Guerre du Sahara occidental: quand les tortionnaires et les envahisseurs se rejettent la balle de leurs atrocités restées impunies

Posted on juillet 12, 2013


eidda_takioullahCRIDEM :

En tant que mauritano-sahraoui, ma coupe est pleine, vraiment pleine. J’en conviens que ça fait longtemps que ce débat aurait dû être fait, ou dirais-je, ça fait longtemps que cet abcès, puant, aurait dû être crevé.

Drainé jusqu’ici, mais jamais traité, de peur qu’il nous fasse encore plus mal, cet abcès a fini par nous éclater en face. Pourtant, le mal a déjà été fait de part et d’autre, mais souffrant du «Syndrome de Stockholm», on l’a enfui au fond de nous mêmes sans jamais chercher à s’en libérer.

Alors, le temps de faire la thérapie collective est manifestement arrivé. Et vous ne le devinez jamais, cette thérapie est arrivée de là où on l’attendait le moins: la Télévision de Mauritanie (TVM).

Eh oui, qui l’aurait cru!
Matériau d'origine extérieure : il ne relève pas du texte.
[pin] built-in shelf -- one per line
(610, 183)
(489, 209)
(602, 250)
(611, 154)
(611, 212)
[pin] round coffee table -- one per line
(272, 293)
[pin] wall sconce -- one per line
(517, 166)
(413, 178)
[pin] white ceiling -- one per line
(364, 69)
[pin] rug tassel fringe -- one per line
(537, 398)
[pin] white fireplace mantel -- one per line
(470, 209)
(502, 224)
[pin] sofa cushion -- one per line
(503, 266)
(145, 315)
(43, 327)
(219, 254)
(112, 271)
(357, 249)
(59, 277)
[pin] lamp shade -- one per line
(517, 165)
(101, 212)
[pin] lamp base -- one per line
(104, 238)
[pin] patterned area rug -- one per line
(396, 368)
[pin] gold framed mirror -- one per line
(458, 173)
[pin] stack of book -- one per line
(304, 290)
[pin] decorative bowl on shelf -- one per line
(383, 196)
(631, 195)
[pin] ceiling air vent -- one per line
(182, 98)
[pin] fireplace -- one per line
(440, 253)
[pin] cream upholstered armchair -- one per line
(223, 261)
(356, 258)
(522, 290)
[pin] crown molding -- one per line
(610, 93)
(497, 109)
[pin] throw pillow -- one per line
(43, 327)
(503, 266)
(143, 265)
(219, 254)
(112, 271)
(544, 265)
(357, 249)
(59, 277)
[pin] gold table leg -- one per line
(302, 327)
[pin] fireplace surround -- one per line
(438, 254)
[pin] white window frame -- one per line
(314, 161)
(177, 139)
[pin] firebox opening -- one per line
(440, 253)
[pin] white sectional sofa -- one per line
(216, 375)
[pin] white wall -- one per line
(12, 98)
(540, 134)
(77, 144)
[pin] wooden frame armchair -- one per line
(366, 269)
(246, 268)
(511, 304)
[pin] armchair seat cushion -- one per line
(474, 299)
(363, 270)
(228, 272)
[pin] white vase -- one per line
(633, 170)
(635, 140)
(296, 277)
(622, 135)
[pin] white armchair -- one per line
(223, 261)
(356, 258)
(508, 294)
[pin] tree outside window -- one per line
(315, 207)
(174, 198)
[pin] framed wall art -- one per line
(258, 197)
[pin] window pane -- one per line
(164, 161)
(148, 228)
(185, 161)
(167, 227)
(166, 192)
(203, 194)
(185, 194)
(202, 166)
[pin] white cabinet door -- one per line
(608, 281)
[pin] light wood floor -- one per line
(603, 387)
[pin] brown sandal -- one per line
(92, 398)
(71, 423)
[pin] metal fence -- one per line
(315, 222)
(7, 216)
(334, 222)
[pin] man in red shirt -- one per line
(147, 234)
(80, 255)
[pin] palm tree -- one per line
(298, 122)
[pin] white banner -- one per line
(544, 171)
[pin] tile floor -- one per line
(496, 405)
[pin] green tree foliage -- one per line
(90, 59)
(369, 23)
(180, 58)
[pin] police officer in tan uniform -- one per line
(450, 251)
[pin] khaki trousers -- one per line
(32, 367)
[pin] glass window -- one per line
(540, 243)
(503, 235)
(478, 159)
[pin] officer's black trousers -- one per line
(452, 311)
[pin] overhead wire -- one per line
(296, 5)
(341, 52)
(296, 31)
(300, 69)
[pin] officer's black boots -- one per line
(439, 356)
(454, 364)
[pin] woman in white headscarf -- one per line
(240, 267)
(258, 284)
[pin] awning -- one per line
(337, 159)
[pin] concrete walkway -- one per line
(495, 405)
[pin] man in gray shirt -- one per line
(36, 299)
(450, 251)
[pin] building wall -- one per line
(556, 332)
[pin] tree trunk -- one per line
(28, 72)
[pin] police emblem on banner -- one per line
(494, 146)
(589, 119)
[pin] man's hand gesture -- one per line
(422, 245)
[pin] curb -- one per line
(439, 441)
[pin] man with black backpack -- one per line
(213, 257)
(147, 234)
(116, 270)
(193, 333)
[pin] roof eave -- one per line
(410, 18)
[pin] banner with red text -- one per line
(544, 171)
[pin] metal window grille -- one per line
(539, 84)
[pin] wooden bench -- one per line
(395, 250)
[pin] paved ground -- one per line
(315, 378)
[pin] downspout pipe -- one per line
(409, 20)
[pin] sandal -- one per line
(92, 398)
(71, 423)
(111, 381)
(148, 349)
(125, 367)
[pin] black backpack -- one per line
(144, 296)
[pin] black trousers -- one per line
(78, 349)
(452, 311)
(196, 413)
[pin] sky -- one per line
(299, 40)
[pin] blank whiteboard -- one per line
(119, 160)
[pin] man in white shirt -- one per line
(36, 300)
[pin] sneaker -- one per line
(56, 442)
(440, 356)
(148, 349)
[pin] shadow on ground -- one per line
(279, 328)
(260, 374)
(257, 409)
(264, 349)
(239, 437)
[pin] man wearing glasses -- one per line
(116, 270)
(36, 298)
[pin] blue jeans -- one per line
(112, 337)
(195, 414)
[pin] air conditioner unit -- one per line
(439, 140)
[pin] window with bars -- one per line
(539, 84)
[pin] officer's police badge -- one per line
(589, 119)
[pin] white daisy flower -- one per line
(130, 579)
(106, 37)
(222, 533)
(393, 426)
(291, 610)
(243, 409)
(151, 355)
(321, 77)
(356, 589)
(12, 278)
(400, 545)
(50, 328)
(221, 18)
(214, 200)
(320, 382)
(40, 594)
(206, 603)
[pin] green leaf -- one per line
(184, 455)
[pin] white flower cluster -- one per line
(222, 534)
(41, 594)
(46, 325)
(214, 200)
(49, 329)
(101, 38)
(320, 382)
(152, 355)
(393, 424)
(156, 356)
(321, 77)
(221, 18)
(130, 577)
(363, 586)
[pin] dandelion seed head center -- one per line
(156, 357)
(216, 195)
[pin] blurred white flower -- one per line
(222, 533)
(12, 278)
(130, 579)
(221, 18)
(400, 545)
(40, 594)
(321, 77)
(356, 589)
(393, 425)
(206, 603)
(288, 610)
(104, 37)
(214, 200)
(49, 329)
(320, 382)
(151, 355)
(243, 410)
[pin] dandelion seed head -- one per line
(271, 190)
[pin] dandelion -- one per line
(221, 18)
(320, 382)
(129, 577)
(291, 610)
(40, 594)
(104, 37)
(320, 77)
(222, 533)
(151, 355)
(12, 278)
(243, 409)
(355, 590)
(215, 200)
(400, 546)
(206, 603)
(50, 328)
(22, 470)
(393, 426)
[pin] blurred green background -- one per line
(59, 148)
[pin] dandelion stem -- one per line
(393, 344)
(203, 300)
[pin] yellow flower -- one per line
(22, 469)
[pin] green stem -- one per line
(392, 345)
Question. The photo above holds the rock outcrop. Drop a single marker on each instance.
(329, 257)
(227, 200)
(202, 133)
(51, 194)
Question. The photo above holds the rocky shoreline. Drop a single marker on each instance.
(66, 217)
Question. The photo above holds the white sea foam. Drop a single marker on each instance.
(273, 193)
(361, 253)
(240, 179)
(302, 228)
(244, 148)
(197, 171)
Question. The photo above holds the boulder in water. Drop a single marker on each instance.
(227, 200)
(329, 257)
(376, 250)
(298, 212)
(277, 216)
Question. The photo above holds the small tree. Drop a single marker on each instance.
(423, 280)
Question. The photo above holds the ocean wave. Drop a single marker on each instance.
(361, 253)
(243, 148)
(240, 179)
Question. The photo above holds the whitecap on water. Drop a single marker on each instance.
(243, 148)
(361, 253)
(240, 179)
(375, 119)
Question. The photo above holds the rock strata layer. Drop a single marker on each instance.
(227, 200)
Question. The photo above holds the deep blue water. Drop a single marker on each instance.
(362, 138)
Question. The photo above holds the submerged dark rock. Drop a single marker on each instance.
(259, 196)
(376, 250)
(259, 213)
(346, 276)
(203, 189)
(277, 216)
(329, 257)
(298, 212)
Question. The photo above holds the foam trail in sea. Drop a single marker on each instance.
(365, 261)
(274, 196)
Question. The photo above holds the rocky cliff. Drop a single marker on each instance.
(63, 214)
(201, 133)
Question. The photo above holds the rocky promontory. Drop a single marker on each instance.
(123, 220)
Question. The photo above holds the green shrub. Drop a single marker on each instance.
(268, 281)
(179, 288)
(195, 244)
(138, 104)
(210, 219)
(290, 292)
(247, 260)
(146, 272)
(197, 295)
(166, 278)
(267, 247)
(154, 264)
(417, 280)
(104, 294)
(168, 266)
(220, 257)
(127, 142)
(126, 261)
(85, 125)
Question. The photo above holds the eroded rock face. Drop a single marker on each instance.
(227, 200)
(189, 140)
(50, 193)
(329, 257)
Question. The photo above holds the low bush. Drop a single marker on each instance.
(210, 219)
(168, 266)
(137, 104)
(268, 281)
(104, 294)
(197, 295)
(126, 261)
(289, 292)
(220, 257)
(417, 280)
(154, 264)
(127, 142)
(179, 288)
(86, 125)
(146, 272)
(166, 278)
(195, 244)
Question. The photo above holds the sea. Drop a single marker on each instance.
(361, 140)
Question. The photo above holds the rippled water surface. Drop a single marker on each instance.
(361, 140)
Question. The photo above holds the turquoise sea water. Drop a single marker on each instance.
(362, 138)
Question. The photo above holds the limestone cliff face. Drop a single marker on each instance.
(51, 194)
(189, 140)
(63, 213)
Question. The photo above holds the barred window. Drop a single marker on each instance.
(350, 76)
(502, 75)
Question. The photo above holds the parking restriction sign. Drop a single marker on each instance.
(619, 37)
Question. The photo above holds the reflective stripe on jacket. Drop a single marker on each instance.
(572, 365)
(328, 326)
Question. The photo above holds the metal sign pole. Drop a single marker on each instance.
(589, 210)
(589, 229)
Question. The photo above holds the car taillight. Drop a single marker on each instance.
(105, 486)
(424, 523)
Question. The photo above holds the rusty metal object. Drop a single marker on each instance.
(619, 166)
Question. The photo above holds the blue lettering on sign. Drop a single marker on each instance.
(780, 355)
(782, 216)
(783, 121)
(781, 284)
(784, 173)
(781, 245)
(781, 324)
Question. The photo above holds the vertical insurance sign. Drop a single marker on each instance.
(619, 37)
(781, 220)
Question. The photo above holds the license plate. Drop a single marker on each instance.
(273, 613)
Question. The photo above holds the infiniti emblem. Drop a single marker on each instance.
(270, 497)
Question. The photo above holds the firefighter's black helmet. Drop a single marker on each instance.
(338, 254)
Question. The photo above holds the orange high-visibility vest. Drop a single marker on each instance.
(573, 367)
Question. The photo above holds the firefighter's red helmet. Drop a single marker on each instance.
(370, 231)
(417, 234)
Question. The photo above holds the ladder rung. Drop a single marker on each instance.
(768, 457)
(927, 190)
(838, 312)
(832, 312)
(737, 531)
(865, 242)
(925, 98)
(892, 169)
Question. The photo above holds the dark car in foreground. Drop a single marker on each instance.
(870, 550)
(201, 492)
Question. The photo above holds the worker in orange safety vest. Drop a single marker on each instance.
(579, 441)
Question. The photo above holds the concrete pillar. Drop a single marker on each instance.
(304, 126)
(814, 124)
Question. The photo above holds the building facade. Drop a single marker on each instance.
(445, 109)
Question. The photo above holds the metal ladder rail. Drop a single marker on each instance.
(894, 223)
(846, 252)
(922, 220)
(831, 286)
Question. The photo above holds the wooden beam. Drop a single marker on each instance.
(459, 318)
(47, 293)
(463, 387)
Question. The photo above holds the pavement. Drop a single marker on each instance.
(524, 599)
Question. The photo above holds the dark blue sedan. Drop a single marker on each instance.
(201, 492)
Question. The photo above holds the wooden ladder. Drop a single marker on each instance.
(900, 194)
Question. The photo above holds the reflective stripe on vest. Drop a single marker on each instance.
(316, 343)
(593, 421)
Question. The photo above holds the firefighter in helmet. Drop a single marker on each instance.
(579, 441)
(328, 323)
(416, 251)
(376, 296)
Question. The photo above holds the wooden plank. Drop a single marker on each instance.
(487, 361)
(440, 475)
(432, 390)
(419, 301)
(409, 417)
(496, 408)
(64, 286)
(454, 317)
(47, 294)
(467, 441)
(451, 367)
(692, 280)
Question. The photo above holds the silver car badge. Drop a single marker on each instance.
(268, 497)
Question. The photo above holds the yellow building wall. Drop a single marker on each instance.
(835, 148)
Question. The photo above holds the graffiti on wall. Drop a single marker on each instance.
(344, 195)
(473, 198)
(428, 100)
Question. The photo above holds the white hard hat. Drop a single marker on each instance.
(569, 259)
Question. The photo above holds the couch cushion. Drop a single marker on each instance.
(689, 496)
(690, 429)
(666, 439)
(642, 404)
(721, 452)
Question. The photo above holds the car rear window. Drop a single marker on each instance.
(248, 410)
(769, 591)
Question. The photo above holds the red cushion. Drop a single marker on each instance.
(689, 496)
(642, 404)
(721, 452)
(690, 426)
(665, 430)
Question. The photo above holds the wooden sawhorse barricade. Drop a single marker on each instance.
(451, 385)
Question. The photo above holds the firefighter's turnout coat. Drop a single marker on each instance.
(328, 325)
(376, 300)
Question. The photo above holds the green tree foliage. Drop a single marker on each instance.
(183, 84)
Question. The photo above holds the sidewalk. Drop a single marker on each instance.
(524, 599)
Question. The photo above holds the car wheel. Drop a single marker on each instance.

La TVM qu’on connait, longtemps domestiquée par les pouvoirs publiques, avec ses programmes plates de propagande, sans fond ni forme, sans saveur, inodore et incolore, nous sert en 2013 un programme aussi audacieux sur les séquelles de la guerre du Sahara Occidental.

Un vent de changement souffle certainement sur l’espace audio-visuel en Mauritanie. En tout cas, un grand merci au présentateur du programme: Dr Cheikh Ould Sidi Abdellahi, d’ailleurs que je ne connais point.

Après des décennies, chacun des acteurs essaie lâchement de s’en laver les mains dans la cour de l’autre. À commencer par l’acteur principal de cette guerre, Mokhtar Ould Daddah, dans son livre « La Mauritanie contre vents et marées », Mohamed Khouna Ould Haidalla et aujourd’hui le Polisario, en réaction à la diffusion du programme de la TVM (El Fadaa El Thaqaffi), consacré aux traitements des prisonniers mauritaniens capturés alors par le Polisario.

Au fond, qu’est ce que nous apprend le programme de la TVM sur cette guerre qu’on ne connait pas déjà? Rien, sauf peut être de constater combien les dirigeants, de l’époque, du Polisario et de la Mauritanie, ont été si sanguinaires et si lâches.

L’invité, Mohamed Fall Ould Emed, avec qui je sympathise beaucoup, nous a servi un côté seulement de l’histoire, avec une amertume évidente, voire teintée de mauvaise foi, contre l’ancien Président Khouna Ould Haidalla. Je reviendrai sur ce point dans ma deuxième partie.

Il faut le dire, tant le Polisario que la Mauritanie ont été instrumentalisés dans ce conflit par les frères ennemis algéros-marocains, en fonction d’agendas expansionnistes et stratégiques, qui ne servent que ces deux pays, au détriment de tous les pays de la région.

Tares qu’ils étaient, nos dirigeants mauritano-sahraouis se sont rabattus, en véritables tortionnaires, sur les populations maures, en les divisant et en les mobilisant les unes contre les autres, au nom de concepts qu’ils ont mal assimilés dans leur mise en œuvre, aussi bien que dans l’intégration des profondeurs de leurs conséquences: « l’indépendance » pour le Polisario et « l’annexion » pour la Mauritanie.

Pourtant, ni la Mauritanie ni le Polisario n’avaient de leadership ni les capacités économiques ou structurelles qui leur permettaient d’atteindre les objectifs qui se sont fixés: asseoir une République Sahraouie au Sahara Occidental, d’un côté; et annexer ce territoire, en unissant les populations maures sous la tente mauritanienne, de l’autre.